I'm a little unclear on how the furry identity works. Is it like an LGBT+ thing where you just are this thing regardless of your feelings or desires, or does wanting to be a furry make you one? Like, I've fought against being trans much of my life, but now I see I pretty much always was. But I don't know if liking the puppygirl idea makes me a furry, or if that's something I have to have always been? (this is not a reaction to a recently popular puppygirl, I've meant to ask this for a while) I also may be terribly misunderstanding furries; that's a taboo subject where I live, so I don't know much.
Hi, I just came out as gay, and as a furry last week! After spending over a decade in the closet...
So, here's a short history of my experience of the Furry fandom.
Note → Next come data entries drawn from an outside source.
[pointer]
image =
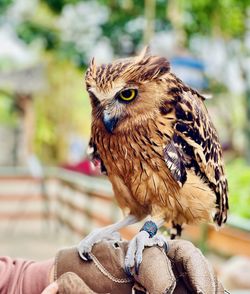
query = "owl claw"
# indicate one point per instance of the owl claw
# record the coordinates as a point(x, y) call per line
point(137, 268)
point(128, 272)
point(137, 244)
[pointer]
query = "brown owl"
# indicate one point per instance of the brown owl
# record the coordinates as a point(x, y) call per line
point(157, 144)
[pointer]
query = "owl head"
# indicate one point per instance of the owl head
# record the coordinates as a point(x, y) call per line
point(126, 92)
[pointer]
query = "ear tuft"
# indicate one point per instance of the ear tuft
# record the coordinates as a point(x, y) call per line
point(145, 52)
When I was a young lad (teen), I noticed I felt attraction toward guys, but not girls. Boobs don't really do it for me. I grew up in a conservative christian household, so even those thoughts were considered evil. So, repressing those thoughts along the merry way, I found furry communities online. For the first time, Queerness was not punished. Queerness was not shamed, it was celebrated with art, writing, and "art". The online Furry community was a safe haven where I could imagine a world where I didn't have to repress all those things anymore, and be more of myself.
Now that I'm out (to my close friends), I'm noticing that Queer acceptance is a major cornerstone of furries. Next important thing to me, is the appreciation or enjoyment of the ideas, art, or media. Third is just a dash of Chemical X (weirdness), or more accurately, the courage to be yourself, enjoy yourself, and be cringe.
Yes, there are kinks, but I've heard the quote: "There is pornographic art and room parties, you're out of your mind to deny that stuff exists, but that isn't unique to furries. Think of Anime, Star Trek, etc. These fandoms and cultures don't have sexy or kinky things because of the content, they have those things in it because they are created by (and for) human beings." The furry fandom likely gets more shit for it because of A) the open queerness and B) actually it's probably just the open queerness.
Oddly, I've become slightly less attached to the Fandom, while enjoying it more, if that makes any sense.
There's tons of YouTubers that do documentaries on the stuff. There's like a 1.5h film festival submission that won awards on YT, describing the history of modern-day Furries.
Historically, pictures and stories of animal-people are as old as civilization itself. Even the Epic of Gilgamesh had a Furry character in it, off the top of my head.